Tümüyle tedarikçiler üzerinden beslenen ana sanayi buralardan tahşilat yapamayınca bunu alt tedarikçilerine yansıtmaktadır. Zaten yeterli sermaye birikimleri olmayan imalat sanayi bu durgunluğa ve büyük alacaklara dayanamayarak krizi derinleştirmektedir. Girdilerinin büyük kısmı, Enerji, hammadde, makine işçi girdileri ve vergilerden oluşan işletmeler nakit döngüsünün olmadığı Türk ticaret hayatında uzun süre bunları tölere etme sansı yoktur. İstanbul, Ankara İzmir vb büyük kentlerde yatırım ve maliyetlerinin çok yüksek,  karlılıkların düşük olması  nedeniyle karşılanamıyor, çıkan onlarca vergi affına rağmen sanayici  ve özellikle orta ve küçük işletmeler vergilerini ödeyemiyor, Tüm bunlara suriye krizi de eklenince fatura içeriği her gün yeni isimlerle değişen  vergilerle toplumun sırtına yükleniyor. Ülke içinde 5 milyona yakın Suriyeli ve yine Suriye içinde yüzbinlerce Suriyeli savaşçı ve ailesinin silah bakım giderleri, aylık maaşları ödediğimiz artık takip etmekte zorlandığımız bu vergilerden ödenmekte  açıklanamayan örtülü ödenekler vb giderlerle toplam bütçe içinde de önemli bir kalem tutmaktadır.    

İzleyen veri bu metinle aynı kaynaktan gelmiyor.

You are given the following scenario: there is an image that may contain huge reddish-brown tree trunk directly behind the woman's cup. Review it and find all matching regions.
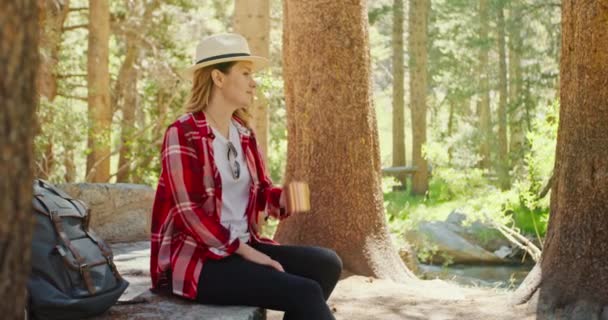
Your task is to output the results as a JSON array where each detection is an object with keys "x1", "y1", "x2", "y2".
[{"x1": 275, "y1": 0, "x2": 410, "y2": 281}]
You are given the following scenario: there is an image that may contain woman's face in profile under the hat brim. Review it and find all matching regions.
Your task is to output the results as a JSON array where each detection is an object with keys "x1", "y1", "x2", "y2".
[{"x1": 221, "y1": 61, "x2": 256, "y2": 108}]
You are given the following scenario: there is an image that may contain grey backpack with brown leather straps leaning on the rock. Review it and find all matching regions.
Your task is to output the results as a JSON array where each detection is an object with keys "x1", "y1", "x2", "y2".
[{"x1": 28, "y1": 180, "x2": 129, "y2": 320}]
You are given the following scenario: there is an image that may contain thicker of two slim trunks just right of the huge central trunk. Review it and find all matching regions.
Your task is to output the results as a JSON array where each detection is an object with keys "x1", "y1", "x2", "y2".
[{"x1": 409, "y1": 0, "x2": 430, "y2": 195}]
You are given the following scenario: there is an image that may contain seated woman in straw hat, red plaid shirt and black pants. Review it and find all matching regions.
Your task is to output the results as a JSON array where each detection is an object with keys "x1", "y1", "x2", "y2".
[{"x1": 150, "y1": 34, "x2": 342, "y2": 320}]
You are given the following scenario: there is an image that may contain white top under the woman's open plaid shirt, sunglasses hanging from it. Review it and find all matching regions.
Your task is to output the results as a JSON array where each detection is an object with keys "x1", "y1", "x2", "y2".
[{"x1": 211, "y1": 121, "x2": 251, "y2": 242}]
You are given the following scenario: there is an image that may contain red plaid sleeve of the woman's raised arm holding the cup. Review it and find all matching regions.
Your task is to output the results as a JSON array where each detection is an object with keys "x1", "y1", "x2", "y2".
[{"x1": 251, "y1": 136, "x2": 289, "y2": 220}]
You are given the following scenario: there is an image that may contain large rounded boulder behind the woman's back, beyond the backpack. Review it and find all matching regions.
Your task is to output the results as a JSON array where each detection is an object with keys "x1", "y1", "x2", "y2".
[{"x1": 58, "y1": 183, "x2": 154, "y2": 242}]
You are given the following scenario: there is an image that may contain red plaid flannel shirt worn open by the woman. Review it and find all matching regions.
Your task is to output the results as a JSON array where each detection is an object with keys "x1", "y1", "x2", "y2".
[{"x1": 150, "y1": 112, "x2": 287, "y2": 299}]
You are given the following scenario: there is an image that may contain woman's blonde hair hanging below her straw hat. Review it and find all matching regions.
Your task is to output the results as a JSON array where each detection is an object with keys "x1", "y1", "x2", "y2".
[{"x1": 185, "y1": 61, "x2": 251, "y2": 129}]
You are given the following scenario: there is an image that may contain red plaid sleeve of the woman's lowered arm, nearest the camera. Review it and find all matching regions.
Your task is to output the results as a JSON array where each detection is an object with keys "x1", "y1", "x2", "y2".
[{"x1": 162, "y1": 125, "x2": 239, "y2": 259}]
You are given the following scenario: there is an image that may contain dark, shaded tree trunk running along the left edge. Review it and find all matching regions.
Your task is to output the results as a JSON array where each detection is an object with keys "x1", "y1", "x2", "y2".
[{"x1": 0, "y1": 0, "x2": 39, "y2": 320}]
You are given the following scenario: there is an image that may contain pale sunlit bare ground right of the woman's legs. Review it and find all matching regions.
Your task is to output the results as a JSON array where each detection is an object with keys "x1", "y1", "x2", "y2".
[{"x1": 268, "y1": 276, "x2": 536, "y2": 320}]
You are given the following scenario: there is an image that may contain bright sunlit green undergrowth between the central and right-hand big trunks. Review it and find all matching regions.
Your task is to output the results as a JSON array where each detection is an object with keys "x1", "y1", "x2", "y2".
[{"x1": 383, "y1": 103, "x2": 559, "y2": 261}]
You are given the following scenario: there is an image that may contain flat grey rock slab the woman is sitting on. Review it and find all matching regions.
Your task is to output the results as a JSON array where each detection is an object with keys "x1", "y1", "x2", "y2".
[{"x1": 93, "y1": 241, "x2": 266, "y2": 320}]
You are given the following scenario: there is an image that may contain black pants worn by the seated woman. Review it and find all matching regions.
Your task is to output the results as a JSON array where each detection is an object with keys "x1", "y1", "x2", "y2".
[{"x1": 197, "y1": 244, "x2": 342, "y2": 320}]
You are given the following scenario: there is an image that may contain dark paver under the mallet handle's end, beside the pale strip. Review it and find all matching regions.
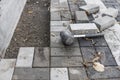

            Türk sanayicisi çok büyük riskler alarak ülke içinde ve dışında önemli yatırımlar gerçekleştiriyor, Tüm olumsuzluklar  ve katma değeri düşük kazançlara rağmen düne kadar yaşanmamış projeler gerçekleştiriyorlar, içerde ve uluslararası alanda  yaşanan siyasal gerilimin yarattığı olumsuz atmosfer direk ekonomiyi vurarak yarınlarımızı karartıyor. Suriye ile başlayan kriz  ve ardından fetocu darbe girişimi adım adım ülkeye her gün daha ağır bedeller ödetiyor, kutuplaşmalar toplumsal barışın da en büyük tehlikesidir. Gerek ekonomiye yönelik olsun gerekse de siyasal istikrar, toplumsal barış ve demokratikleşme noktasında sağlıklı ve kalıcı adımların atılmaması noktasında önümüzdeki süreçte iç barışın zedeleneceği gibi uluslararası alanda da önemli bir baskı ve yalnızlaşmanın yaşanacağını öngörmek hiç de zor değil.